Atresia biliar

Descripción general

Biliary atresia is a rare liver condition that affects newborns and infants. It occurs when the bile ducts become inflamed and blocked or fail to form correctly. Bile ducts are slender tubes that carry the digestive fluid bile from the liver to the small intestine. When bile cannot flow out of the liver, it builds up and causes liver damage, scarring and, eventually, progressive and severe scarring known as cirrhosis.

Biliary atresia appears in about 1 in every 10,000 to 20,000 live births, making it the leading cause of liver transplants in children. Babies with biliary atresia usually appear healthy at birth. The first sign of illness is often yellowing of the eyes and skin, called jaundice, and pale stools that last beyond two weeks.

Babies with biliary atresia should undergo a surgery called Kasai surgery. It also is called hepatoportoenterostomy. This procedure helps relieve bile buildup and slow liver damage, but it does not cure the condition. The surgery works best when done early in life, ideally within the first 60 days.
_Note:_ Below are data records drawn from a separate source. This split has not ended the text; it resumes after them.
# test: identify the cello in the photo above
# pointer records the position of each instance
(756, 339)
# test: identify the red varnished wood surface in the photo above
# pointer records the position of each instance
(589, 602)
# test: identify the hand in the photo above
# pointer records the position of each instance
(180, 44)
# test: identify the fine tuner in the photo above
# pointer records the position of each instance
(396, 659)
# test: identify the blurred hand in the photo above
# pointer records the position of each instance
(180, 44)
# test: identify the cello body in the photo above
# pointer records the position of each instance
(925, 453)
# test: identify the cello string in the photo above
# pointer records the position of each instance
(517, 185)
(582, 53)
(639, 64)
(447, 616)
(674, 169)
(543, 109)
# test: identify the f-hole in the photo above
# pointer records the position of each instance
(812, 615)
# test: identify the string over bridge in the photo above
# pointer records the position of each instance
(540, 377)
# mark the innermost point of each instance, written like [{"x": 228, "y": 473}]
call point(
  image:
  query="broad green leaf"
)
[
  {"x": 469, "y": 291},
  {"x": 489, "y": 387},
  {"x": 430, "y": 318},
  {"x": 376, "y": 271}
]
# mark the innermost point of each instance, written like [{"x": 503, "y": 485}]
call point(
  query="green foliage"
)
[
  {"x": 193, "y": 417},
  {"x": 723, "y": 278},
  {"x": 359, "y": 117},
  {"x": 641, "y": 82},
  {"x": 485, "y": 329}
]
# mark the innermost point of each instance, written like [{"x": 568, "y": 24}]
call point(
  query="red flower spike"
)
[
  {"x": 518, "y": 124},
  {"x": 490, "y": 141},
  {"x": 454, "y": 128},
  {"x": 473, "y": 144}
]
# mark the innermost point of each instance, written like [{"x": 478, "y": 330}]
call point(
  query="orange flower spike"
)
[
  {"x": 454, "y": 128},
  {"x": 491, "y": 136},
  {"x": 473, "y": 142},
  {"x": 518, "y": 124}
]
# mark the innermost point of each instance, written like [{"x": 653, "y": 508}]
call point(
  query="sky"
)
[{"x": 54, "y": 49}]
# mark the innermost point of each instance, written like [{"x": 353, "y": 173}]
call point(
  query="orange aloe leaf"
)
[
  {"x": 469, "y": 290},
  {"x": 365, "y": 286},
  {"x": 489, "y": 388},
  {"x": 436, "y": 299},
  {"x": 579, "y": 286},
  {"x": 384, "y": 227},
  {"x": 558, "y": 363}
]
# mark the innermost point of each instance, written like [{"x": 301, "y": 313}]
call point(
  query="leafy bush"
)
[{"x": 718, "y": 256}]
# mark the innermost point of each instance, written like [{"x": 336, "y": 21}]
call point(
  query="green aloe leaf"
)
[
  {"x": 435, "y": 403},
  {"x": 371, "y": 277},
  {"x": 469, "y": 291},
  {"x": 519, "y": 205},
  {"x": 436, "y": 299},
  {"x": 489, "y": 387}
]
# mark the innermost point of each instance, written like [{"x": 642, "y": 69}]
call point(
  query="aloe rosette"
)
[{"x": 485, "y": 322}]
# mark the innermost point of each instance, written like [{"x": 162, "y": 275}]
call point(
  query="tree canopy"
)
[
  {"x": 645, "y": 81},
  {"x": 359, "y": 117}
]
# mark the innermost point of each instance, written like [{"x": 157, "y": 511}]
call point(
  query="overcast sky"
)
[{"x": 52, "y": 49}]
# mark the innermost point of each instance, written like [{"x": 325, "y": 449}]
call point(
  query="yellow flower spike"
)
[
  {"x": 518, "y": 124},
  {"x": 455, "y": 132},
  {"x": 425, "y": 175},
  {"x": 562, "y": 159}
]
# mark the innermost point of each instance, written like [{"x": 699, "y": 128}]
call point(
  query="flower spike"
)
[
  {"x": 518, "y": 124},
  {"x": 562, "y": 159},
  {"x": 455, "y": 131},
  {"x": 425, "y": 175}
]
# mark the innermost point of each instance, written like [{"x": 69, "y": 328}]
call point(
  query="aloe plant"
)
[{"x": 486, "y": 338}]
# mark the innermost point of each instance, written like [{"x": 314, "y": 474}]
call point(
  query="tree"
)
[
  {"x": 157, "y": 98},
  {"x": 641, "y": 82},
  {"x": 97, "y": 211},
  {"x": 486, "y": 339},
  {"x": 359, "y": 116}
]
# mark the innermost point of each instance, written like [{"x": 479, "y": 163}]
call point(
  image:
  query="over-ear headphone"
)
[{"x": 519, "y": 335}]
The earlier it is performed, the better the outcome.

Although many children eventually require a liver transplant, a successful Kasai surgery can delay this need for many years. Some individuals may reach adulthood without ever needing a liver transplant.

Types

Healthcare professionals sometimes describe biliary atresia as either syndromic or nonsyndromic, depending on whether other birth defects are present.

• Syndromic biliary atresia. In some babies, biliary atresia occurs along with other structural problems, such as heart defects, spleen problems or differences in how the intestines are arranged. These babies may need extra tests and specialized care for those conditions.
• Nonsyndromic biliary atresia. In most cases, biliary atresia occurs without other malformations.
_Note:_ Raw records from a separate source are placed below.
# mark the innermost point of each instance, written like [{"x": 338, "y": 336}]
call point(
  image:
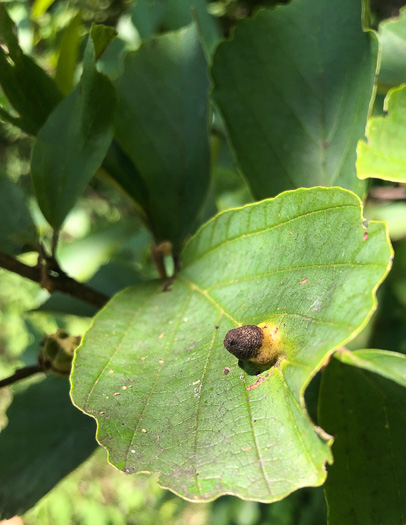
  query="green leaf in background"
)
[
  {"x": 393, "y": 213},
  {"x": 16, "y": 224},
  {"x": 391, "y": 365},
  {"x": 383, "y": 156},
  {"x": 151, "y": 17},
  {"x": 110, "y": 279},
  {"x": 40, "y": 7},
  {"x": 72, "y": 144},
  {"x": 366, "y": 414},
  {"x": 102, "y": 37},
  {"x": 162, "y": 126},
  {"x": 45, "y": 439},
  {"x": 28, "y": 88},
  {"x": 392, "y": 40},
  {"x": 294, "y": 86},
  {"x": 169, "y": 398},
  {"x": 68, "y": 54}
]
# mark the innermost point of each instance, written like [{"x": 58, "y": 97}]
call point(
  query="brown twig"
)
[
  {"x": 48, "y": 274},
  {"x": 21, "y": 373}
]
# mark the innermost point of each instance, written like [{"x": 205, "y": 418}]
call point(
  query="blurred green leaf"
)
[
  {"x": 383, "y": 156},
  {"x": 16, "y": 225},
  {"x": 102, "y": 37},
  {"x": 68, "y": 55},
  {"x": 393, "y": 213},
  {"x": 392, "y": 40},
  {"x": 162, "y": 126},
  {"x": 110, "y": 279},
  {"x": 39, "y": 7},
  {"x": 293, "y": 86},
  {"x": 366, "y": 413},
  {"x": 73, "y": 143},
  {"x": 151, "y": 17},
  {"x": 152, "y": 367},
  {"x": 28, "y": 88},
  {"x": 46, "y": 438},
  {"x": 388, "y": 364}
]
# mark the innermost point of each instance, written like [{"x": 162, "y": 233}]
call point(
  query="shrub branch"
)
[{"x": 49, "y": 275}]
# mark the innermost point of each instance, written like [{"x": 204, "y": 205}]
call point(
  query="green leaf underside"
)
[
  {"x": 71, "y": 145},
  {"x": 391, "y": 365},
  {"x": 16, "y": 225},
  {"x": 298, "y": 125},
  {"x": 366, "y": 414},
  {"x": 162, "y": 125},
  {"x": 152, "y": 371},
  {"x": 383, "y": 156},
  {"x": 45, "y": 439}
]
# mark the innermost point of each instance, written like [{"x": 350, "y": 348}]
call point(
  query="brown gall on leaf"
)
[{"x": 258, "y": 344}]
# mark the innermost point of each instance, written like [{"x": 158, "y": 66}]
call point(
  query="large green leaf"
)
[
  {"x": 366, "y": 413},
  {"x": 29, "y": 89},
  {"x": 383, "y": 156},
  {"x": 16, "y": 224},
  {"x": 73, "y": 142},
  {"x": 294, "y": 86},
  {"x": 162, "y": 120},
  {"x": 46, "y": 438},
  {"x": 392, "y": 40},
  {"x": 169, "y": 398}
]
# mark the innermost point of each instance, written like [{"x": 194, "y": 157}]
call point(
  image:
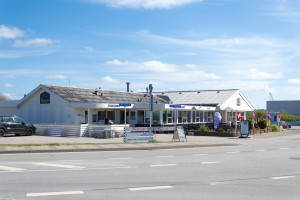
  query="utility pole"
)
[{"x": 151, "y": 103}]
Healthcare professionals classify biliary atresia using the Kasai classification, which describes where the bile ducts are blocked:

• Type 1. The main bile duct, also called the common bile duct, is blocked. But the ducts inside the liver are still open.
• Type 2. The blockage is higher up, where the right and left bile ducts come together. But the smaller ducts inside the liver are still open.
• Type 3. Blockage is at the duct where bile leaves the liver, called the porta hepatis, with complete blockage of the extrahepatic biliary tree. This is the most common and severe form.

Understanding the type of biliary atresia helps healthcare professionals decide what approach may offer the best outcome.

Síntomas

Symptoms of biliary atresia usually appear during the first few weeks of life. Most babies appear healthy at birth. But as bile becomes trapped in the liver, signs of illness gradually appear. Symptoms usually appear between ages 2 and 8 weeks.
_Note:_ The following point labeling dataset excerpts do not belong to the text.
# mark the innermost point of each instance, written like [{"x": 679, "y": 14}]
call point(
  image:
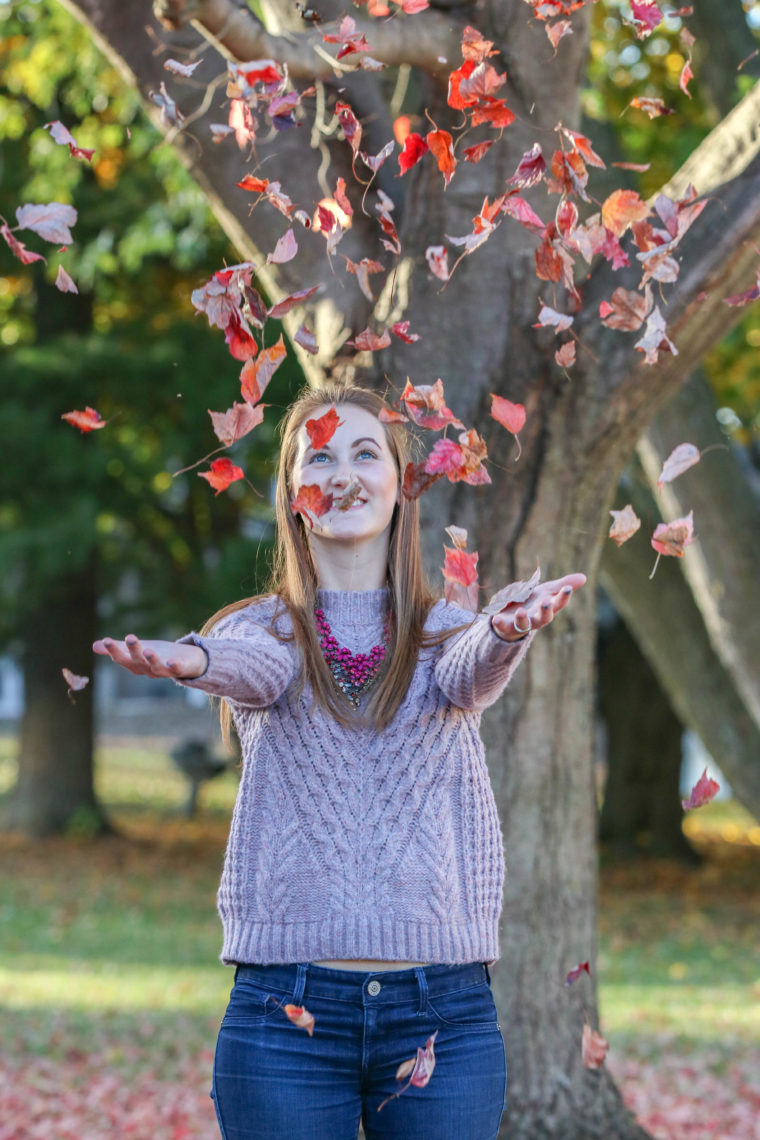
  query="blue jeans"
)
[{"x": 275, "y": 1082}]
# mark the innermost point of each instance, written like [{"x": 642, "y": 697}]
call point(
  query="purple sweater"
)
[{"x": 350, "y": 843}]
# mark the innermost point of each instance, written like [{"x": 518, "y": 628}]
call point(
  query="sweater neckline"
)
[{"x": 359, "y": 605}]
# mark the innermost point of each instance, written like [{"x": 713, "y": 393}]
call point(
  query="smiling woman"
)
[{"x": 361, "y": 888}]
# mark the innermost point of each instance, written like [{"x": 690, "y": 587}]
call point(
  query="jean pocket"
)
[
  {"x": 465, "y": 1009},
  {"x": 251, "y": 1003}
]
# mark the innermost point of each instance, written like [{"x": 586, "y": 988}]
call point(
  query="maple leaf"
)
[
  {"x": 575, "y": 972},
  {"x": 311, "y": 502},
  {"x": 414, "y": 148},
  {"x": 594, "y": 1048},
  {"x": 17, "y": 247},
  {"x": 50, "y": 221},
  {"x": 64, "y": 137},
  {"x": 64, "y": 282},
  {"x": 236, "y": 422},
  {"x": 509, "y": 415},
  {"x": 624, "y": 524},
  {"x": 441, "y": 146},
  {"x": 321, "y": 430},
  {"x": 419, "y": 1069},
  {"x": 256, "y": 373},
  {"x": 702, "y": 792},
  {"x": 289, "y": 302},
  {"x": 300, "y": 1017},
  {"x": 680, "y": 459},
  {"x": 86, "y": 421},
  {"x": 531, "y": 168},
  {"x": 426, "y": 406},
  {"x": 370, "y": 342},
  {"x": 626, "y": 309},
  {"x": 222, "y": 473},
  {"x": 438, "y": 261}
]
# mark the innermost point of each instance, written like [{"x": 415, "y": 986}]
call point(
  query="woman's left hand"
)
[{"x": 515, "y": 621}]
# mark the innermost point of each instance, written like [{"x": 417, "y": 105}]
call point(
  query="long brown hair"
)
[{"x": 294, "y": 576}]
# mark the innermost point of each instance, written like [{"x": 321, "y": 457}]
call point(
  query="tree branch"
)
[{"x": 237, "y": 33}]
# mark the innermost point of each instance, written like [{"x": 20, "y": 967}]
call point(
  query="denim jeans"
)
[{"x": 274, "y": 1082}]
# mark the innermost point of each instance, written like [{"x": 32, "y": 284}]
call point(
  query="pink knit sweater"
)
[{"x": 350, "y": 843}]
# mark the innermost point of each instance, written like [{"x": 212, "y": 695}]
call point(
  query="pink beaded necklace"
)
[{"x": 352, "y": 673}]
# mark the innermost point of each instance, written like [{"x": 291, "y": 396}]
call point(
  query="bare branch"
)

Common symptoms of biliary atresia include:

• Jaundice that lasts longer than two weeks after birth. This is one of the earliest and most reliable warning signs. Unlike typical newborn jaundice, which fades as the baby's liver matures, the jaundice seen in biliary atresia is a different type caused by bile not draining properly from the liver. It does not improve and may deepen in color.
• Pale, gray or white stools. Bile gives stool its typical brown color, so when bile flow is blocked, stools become light or clay colored. Parents often describe them as "putty colored."
• Dark yellow urine. Because bilirubin builds up in the blood, it passes into the urine, giving it a dark or tealike appearance.
• Swollen belly or firm liver. If biliary atresia is not detected early and the Kasai surgery is not performed in time, the liver and spleen may become enlarged.
• Poor weight gain or irritability. As liver function declines, babies may feed poorly or fail to gain weight.

How is biliary atresia different from infant jaundice?

Typical newborn jaundice is caused by a temporary buildup of bilirubin and resolves on its own. But jaundice from biliary atresia results from blocked bile ducts and ongoing liver injury. Persistent yellowing of the skin and eyes, pale stools, and dark urine should always prompt medical evaluation. Because many healthy babies also have mild jaundice early in life, recognizing when it persists or worsens is critical.

Causas

Scientists don't yet know exactly what causes biliary atresia, but research shows it likely begins before the baby is born. There is no evidence that biliary atresia is inherited or caused by anything a parent did or didn't do during pregnancy. It also isn't something a child with biliary atresia will pass on to their own children.

Researchers believe biliary atresia may be triggered by a mix of factors. These include problems with how the bile ducts form during pregnancy, certain genes, and possibly infections or toxins that affect the baby in the womb. The more-common type appears in healthy-looking babies during the first few weeks of life. A less common type happens alongside other birth defects, such as heart or spleen problems. This less common type is called embryonic biliary atresia. It's also known as syndromic biliary atresia.

Factores de riesgo

There are no proven, consistent risk factors that predict which babies will develop biliary atresia. Most cases appear sporadically, meaning they happen by chance in otherwise healthy infants with no family history or known cause.